The child who is neglected certainly suffers from not getting the love or attention they need. However, they often learn a “sink or swim” mentality. The ones who “sink” don’t do well, and will likely feel like victims, become depressed or develop other psychological problems. Some of them survive by trading on their victim position, and get others to do things for them. The ones who “swim” learn early that they have to make things happen for themselves, and can go on to become successful adults—they have been forced to learn coping skills.

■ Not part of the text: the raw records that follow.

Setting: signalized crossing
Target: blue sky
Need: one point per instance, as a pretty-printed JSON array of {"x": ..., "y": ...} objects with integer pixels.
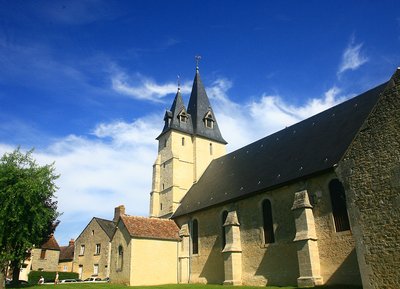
[{"x": 86, "y": 83}]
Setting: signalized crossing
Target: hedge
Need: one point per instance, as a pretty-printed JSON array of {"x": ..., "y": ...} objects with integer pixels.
[{"x": 34, "y": 276}]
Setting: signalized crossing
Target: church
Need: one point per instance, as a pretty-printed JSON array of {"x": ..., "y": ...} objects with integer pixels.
[{"x": 315, "y": 203}]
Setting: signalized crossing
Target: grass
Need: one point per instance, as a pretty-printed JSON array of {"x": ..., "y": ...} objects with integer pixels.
[{"x": 174, "y": 286}]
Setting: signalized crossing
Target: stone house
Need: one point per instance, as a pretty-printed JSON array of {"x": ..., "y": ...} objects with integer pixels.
[
  {"x": 92, "y": 247},
  {"x": 144, "y": 251},
  {"x": 65, "y": 263},
  {"x": 46, "y": 257},
  {"x": 305, "y": 205}
]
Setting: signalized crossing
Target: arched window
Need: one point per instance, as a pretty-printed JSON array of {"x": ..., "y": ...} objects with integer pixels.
[
  {"x": 195, "y": 237},
  {"x": 120, "y": 260},
  {"x": 268, "y": 224},
  {"x": 223, "y": 231},
  {"x": 339, "y": 208}
]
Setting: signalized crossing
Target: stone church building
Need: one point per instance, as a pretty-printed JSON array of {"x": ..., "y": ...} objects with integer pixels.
[{"x": 315, "y": 203}]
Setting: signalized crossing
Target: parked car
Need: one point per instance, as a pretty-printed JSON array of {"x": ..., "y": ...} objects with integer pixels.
[{"x": 93, "y": 279}]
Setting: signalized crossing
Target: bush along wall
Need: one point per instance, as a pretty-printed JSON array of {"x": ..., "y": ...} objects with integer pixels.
[{"x": 34, "y": 276}]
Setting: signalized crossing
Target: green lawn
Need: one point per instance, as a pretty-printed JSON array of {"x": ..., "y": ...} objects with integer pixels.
[{"x": 180, "y": 286}]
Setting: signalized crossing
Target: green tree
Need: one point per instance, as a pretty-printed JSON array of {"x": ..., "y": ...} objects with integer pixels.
[{"x": 28, "y": 212}]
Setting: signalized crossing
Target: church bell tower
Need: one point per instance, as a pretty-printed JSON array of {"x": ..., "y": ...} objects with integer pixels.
[{"x": 189, "y": 141}]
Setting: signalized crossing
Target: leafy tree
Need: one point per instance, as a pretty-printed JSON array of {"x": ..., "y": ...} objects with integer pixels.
[{"x": 28, "y": 212}]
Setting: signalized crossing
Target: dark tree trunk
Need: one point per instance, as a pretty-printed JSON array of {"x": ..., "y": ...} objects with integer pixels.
[
  {"x": 15, "y": 265},
  {"x": 2, "y": 280}
]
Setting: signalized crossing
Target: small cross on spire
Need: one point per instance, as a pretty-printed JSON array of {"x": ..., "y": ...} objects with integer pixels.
[{"x": 197, "y": 57}]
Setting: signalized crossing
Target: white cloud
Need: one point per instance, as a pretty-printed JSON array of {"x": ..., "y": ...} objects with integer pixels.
[
  {"x": 352, "y": 58},
  {"x": 140, "y": 87},
  {"x": 241, "y": 124},
  {"x": 112, "y": 165}
]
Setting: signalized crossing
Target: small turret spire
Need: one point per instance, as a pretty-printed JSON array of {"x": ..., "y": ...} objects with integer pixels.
[{"x": 197, "y": 57}]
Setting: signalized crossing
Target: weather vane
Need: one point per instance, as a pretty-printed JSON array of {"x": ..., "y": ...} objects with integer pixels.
[{"x": 197, "y": 57}]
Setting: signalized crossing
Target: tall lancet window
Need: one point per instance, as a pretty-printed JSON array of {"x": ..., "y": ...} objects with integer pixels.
[
  {"x": 268, "y": 223},
  {"x": 209, "y": 120},
  {"x": 339, "y": 208},
  {"x": 195, "y": 237},
  {"x": 223, "y": 231}
]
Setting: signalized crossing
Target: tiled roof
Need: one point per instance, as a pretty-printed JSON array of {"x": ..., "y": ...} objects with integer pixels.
[
  {"x": 107, "y": 225},
  {"x": 152, "y": 228},
  {"x": 309, "y": 147},
  {"x": 66, "y": 253},
  {"x": 51, "y": 244}
]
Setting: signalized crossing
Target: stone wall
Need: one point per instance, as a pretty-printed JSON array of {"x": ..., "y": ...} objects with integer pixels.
[
  {"x": 370, "y": 172},
  {"x": 48, "y": 263},
  {"x": 93, "y": 234},
  {"x": 276, "y": 263},
  {"x": 121, "y": 273}
]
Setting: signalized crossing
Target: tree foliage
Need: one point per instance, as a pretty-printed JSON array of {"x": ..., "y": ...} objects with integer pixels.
[{"x": 28, "y": 211}]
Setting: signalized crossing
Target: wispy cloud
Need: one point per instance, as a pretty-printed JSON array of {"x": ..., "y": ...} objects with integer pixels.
[
  {"x": 140, "y": 87},
  {"x": 112, "y": 164},
  {"x": 244, "y": 123},
  {"x": 352, "y": 57}
]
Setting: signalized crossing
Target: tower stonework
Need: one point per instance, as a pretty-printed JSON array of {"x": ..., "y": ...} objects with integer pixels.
[{"x": 189, "y": 141}]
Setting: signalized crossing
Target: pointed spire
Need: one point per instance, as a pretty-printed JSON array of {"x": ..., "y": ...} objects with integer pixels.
[
  {"x": 177, "y": 117},
  {"x": 203, "y": 118}
]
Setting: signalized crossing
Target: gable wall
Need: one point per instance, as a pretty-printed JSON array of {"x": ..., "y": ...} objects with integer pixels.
[
  {"x": 49, "y": 263},
  {"x": 89, "y": 258},
  {"x": 277, "y": 263},
  {"x": 370, "y": 172},
  {"x": 154, "y": 262}
]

Setting boundaries for your child helps them to learn the coping skills they need—the earlier the better, within reason. And, when you set boundaries for your child, you are making their world feel safe. They learn what is okay to experiment with and what isn’t. They are able to learn the consequences of their actions in an environment that is safe. You’re not going to let them walk off the edge of a cliff, but you will allow them to get close enough to the edge to enable them to enjoy the view. You are developing a level of trust with your child that is valuable to them.

Not only does setting boundaries for your child help them, it helps you as a parent. It helps you clarify your perspective as well as theirs. It saves you considerable time and energy, avoiding having to deal the consequences of their unhealthy or unacceptable behaviors.  And, you will feel stronger and more sure of yourself, while you are gaining the trust and respect of your child.

Questions to Ask Yourself:
1. How and when do I set boundaries with my children?
2. What do I notice about their response?
3. What stops me or helps me to set boundaries with my children?
4. How and when do I set boundaries with others?
5. What makes it easier or more difficult for me to set boundaries?
6. What would I like to change about setting boundaries?